There is a reason A Chorus Line ran for 6,137 performances to consistently packed houses. Though few of us are dancers, we can all relate to the raw desire to somehow, some way make a dream come true. And as the characters and their stories were taken from real people (8 of whom were actually played by the real people they were based on), they ring true. We invest in these characters and want every single one of them to make the cut. The show is inevitably joyous and heartbreaking at the same time. Since Every Little Step presents us with essentially the same struggle, but with real people with real dreams, the joy and the heartbreak are multiplied exponentially.

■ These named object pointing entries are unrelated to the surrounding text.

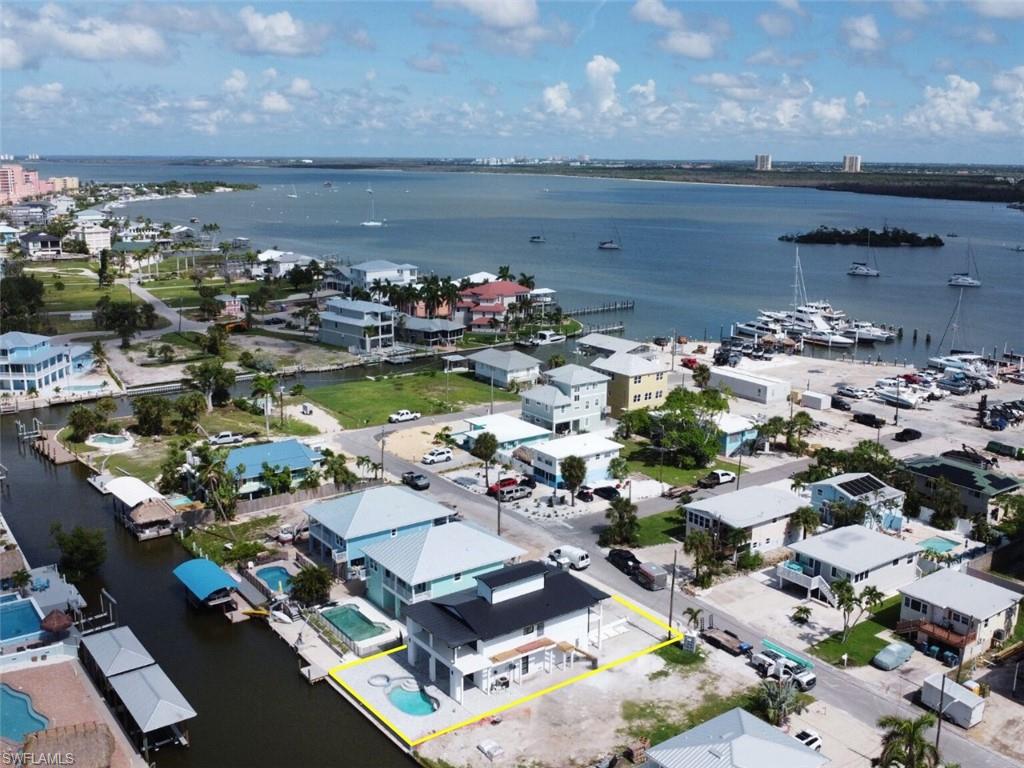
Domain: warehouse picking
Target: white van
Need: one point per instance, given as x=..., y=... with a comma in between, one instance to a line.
x=570, y=556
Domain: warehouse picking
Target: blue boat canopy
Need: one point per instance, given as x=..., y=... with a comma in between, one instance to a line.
x=203, y=578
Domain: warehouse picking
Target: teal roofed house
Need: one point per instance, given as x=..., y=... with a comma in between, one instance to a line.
x=340, y=527
x=247, y=463
x=431, y=562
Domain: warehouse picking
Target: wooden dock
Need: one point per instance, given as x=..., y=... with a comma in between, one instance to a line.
x=611, y=306
x=48, y=445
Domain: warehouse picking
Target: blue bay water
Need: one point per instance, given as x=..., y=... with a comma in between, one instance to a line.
x=695, y=257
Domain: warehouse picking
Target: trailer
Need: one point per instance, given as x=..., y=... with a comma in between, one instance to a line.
x=951, y=700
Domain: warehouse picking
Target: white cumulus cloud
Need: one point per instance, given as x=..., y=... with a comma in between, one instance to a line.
x=861, y=34
x=279, y=34
x=274, y=102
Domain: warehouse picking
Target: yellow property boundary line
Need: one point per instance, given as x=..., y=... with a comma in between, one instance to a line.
x=335, y=673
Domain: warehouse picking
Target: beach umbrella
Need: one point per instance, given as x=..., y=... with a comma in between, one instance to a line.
x=56, y=622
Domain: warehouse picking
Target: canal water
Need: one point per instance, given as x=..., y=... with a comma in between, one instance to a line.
x=254, y=710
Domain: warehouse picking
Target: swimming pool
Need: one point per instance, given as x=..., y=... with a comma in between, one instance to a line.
x=413, y=701
x=17, y=717
x=276, y=578
x=19, y=621
x=350, y=622
x=939, y=544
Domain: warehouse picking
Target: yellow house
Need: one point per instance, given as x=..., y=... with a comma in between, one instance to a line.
x=636, y=382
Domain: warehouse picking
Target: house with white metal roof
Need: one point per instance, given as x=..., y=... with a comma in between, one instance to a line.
x=517, y=622
x=572, y=398
x=763, y=511
x=503, y=368
x=340, y=527
x=733, y=739
x=508, y=430
x=431, y=562
x=596, y=450
x=957, y=610
x=884, y=504
x=853, y=553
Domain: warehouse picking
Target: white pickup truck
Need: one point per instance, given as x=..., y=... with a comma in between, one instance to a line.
x=226, y=438
x=402, y=415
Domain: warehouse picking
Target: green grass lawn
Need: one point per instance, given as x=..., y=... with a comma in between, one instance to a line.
x=246, y=540
x=358, y=403
x=863, y=641
x=79, y=294
x=642, y=459
x=664, y=527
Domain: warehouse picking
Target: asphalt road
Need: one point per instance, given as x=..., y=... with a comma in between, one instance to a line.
x=834, y=687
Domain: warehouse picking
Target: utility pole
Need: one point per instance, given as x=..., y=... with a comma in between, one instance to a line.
x=672, y=593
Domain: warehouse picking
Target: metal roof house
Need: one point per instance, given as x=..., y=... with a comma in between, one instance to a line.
x=979, y=486
x=884, y=503
x=143, y=698
x=853, y=553
x=431, y=562
x=503, y=368
x=206, y=583
x=733, y=739
x=957, y=610
x=762, y=510
x=247, y=463
x=520, y=621
x=340, y=527
x=572, y=398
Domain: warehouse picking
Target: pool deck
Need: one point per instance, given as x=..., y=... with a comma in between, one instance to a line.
x=61, y=691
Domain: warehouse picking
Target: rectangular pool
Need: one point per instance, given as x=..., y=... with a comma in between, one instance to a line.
x=19, y=621
x=350, y=622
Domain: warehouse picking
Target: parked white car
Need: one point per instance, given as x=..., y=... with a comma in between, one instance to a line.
x=436, y=456
x=403, y=415
x=226, y=438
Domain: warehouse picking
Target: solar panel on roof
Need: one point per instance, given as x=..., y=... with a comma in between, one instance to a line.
x=861, y=485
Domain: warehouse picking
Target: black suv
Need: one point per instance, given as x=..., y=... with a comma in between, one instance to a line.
x=625, y=560
x=869, y=420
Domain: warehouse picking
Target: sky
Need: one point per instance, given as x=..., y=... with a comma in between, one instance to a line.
x=905, y=81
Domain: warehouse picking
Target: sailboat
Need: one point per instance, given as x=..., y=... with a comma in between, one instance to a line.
x=372, y=219
x=964, y=280
x=610, y=245
x=862, y=268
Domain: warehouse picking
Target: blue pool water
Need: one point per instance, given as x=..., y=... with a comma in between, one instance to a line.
x=939, y=544
x=18, y=620
x=275, y=578
x=109, y=439
x=17, y=717
x=412, y=701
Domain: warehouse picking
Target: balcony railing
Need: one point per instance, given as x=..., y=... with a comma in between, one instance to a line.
x=945, y=635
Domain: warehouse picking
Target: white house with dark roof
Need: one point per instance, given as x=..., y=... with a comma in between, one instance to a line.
x=431, y=562
x=504, y=368
x=954, y=609
x=572, y=398
x=854, y=553
x=734, y=739
x=521, y=621
x=885, y=504
x=763, y=511
x=340, y=527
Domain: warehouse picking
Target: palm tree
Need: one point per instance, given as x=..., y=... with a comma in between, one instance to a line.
x=806, y=519
x=692, y=616
x=779, y=699
x=263, y=386
x=904, y=743
x=311, y=585
x=701, y=376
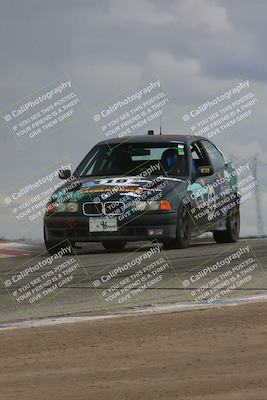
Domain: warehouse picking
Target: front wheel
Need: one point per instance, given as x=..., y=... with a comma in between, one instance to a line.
x=231, y=233
x=183, y=231
x=114, y=245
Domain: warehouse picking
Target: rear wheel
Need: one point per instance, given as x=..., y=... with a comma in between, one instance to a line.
x=231, y=233
x=114, y=245
x=183, y=231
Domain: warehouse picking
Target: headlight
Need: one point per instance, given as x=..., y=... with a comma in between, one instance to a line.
x=66, y=207
x=72, y=207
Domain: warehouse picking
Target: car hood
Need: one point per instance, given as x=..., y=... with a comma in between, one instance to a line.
x=106, y=188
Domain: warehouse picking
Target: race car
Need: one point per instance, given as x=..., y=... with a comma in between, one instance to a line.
x=167, y=188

There are 19 main characters in A Chorus Line. Every Little Step focuses on the performers auditioning for only a handful of these roles. I assume a documentary covering the casting of all 19 roles would have been unfortunately epic and the filmmakers wisely chose to edit out all but the most interesting. For one role, the field is narrowed to two best friends. For another, a stars-in-her-eyes newcomer takes on veterans who, to quote both the play and the documentary, “really need this job”. And in the search for the right person to play yet another role, we learn that a stunning performance can happen anywhere, even in a random room with fluorescent lighting for an audience of 3 who have seen so many auditions they’re bored to tears. This one brings them to actual tears.
Directors Adam Del Deo and James D. Stern have given us a film that is exuberant and educational, crushing and thrilling. You will walk out with a smile on your face, humming “What I Did For Love” (at least, that’s what I did). My only minor quibble with the film is that it could have done a better job helping the audience keep the different Chorus Line characters straight. I’ve seen the show (granted it’s been a while) and I found myself saying things like, “Wait, which one is Bebe again?” (not out loud, of course – didn’t want to wake up the 98 year-old lady who was snoring in the seat next to me). Unless you are like a musical hating close friend of mine (“but why do they keep breaking out in song?”), Every Little Step presents a jubilant journey you won’t want to miss out on.